While Grace and Brantley tell the tale of the 1965 murder, for which no one was ever convicted, the reporting duo also exposes the long-standing preconceptions and misconceptions, the apprehensions and resistances, that still stand between history and the truth.

“It wasn’t always easy,” Grace said of interviewing Selma residents with knowledge of the deadly encounter that took place only two days after Bloody Sunday. “I think that as a native Alabamian, I understand that we live in a place where other people from outside of this place look down on our history. I think that breeds a reluctance to talk about the past.”

Grace said he and Brantley faced hostility from locals not interested in talking about the past, as well as those who saw no benefit in rehashing the past in the interest of the future.

“Selma has a trauma about the past that it doesn’t want to address,” Grace said. “I do think people are having an easier time connecting the trauma of the past to the problems we’re having today, but that’s a long bridge.”

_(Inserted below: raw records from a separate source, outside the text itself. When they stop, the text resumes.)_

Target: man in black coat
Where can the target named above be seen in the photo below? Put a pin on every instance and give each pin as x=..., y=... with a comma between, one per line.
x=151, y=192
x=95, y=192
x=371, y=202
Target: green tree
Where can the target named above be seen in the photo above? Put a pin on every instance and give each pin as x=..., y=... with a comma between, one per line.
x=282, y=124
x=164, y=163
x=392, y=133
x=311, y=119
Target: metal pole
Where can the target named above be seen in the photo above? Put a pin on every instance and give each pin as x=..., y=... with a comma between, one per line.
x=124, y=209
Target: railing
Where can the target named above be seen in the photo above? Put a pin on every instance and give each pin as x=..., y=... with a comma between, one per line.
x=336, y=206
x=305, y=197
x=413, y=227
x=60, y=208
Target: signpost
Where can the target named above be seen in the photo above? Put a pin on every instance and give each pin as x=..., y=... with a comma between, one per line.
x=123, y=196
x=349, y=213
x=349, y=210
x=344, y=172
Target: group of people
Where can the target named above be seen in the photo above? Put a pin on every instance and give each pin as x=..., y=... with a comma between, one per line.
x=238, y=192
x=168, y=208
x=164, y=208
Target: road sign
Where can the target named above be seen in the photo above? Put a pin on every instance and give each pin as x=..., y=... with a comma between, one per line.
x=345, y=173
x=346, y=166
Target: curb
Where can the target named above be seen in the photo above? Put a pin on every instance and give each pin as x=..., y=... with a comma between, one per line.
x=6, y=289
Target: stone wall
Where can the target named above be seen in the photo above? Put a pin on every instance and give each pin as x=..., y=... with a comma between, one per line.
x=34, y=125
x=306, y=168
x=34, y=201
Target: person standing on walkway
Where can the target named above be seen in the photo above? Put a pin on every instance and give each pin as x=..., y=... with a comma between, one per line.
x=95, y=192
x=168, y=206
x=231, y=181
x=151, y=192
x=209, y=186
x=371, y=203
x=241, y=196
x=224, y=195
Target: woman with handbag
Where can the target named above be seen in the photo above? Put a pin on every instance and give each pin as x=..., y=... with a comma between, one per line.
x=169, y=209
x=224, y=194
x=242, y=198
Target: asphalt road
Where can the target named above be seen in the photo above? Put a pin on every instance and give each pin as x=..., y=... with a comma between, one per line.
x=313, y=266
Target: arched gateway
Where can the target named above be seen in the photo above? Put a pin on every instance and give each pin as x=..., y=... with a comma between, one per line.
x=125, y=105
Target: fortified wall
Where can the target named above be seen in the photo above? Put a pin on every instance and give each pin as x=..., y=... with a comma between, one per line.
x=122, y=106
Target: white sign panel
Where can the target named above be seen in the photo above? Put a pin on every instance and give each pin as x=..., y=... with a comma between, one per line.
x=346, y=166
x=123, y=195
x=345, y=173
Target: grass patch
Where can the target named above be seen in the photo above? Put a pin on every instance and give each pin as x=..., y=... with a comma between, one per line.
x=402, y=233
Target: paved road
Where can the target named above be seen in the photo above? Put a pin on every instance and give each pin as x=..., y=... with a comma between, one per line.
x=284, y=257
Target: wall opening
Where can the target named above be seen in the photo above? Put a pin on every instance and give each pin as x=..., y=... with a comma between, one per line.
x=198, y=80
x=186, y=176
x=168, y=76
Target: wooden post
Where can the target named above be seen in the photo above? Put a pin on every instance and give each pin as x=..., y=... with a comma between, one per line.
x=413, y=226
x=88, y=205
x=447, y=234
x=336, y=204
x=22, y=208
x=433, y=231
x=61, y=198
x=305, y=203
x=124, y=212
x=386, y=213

“In a place like Selma, which is small and everybody knows everybody, it’s seen better days and people are trying to grapple with that, I think we heard from a lot of people, like, ‘what is this story going to do to help Selma now?’” Brantley said. “It’s hard to give an honest answer that doesn’t sound like self-promotion.”

While Grace and Brantley have done exhaustive research on the trial of those accused of attacking Reeb and the two other ministers who accompanied him that night on Washington Street, they also go to great lengths to undermine the counter-narrative proposed by Sol Tepper, who owned a department store in Selma at the time and was a devout segregationist, that movement leaders had Reeb killed in order to give the movement a “white martyr.”

“[These questions] are fundamentally important,” Brantley said. “Time is not going to make those go away. We have to really confront them.”

Despite the friction between the two journalists and locals apprehensive about dredging up the past, Grace and Brantley enjoyed their time in Selma and the people they met over their more than three years researching Reeb’s murder.

“Selma is such a complicated and beautiful and strange place,” Grace said. “It’s just a different kind of place. There are such interesting people there that we’ve gotten to know over the years.”

Grace called the people of Selma “some of the richest characters” he’s encountered as a journalist and praised the city’s picturesque downtown and the careening river just beyond its sight.

“There are so many things about it that are so fascinating,” Grace said.

For his part, Brantley appreciated how the experience of researching the 1965 incident and following the bread crumbs that led to the doorsteps of citizens still living in Selma provided him with the opportunity to confront his own history.

“[I appreciated] the way in which the story forced us to grapple with our own histories,” Brantley said, recalling how his father tried to reckon with his past ideas and opinions. “It’s been enriching to do some work that’s forced us to do that.”

The fourth episode of the seven-part series aired Monday and, according to Grace and Brantley, more revelations of the March 9, 1965 slaying of Reeb – in which a gang of white men assaulted him and two other ministers as they walked past the Silver Moon Café on Washington Street, ultimately leading to Reeb’s death in a Birmingham hospital and uniting much of the country behind the Voting Rights Act, including President Lyndon B. Johnson who invoked Reeb’s name in calling for the legislation – are on the horizon.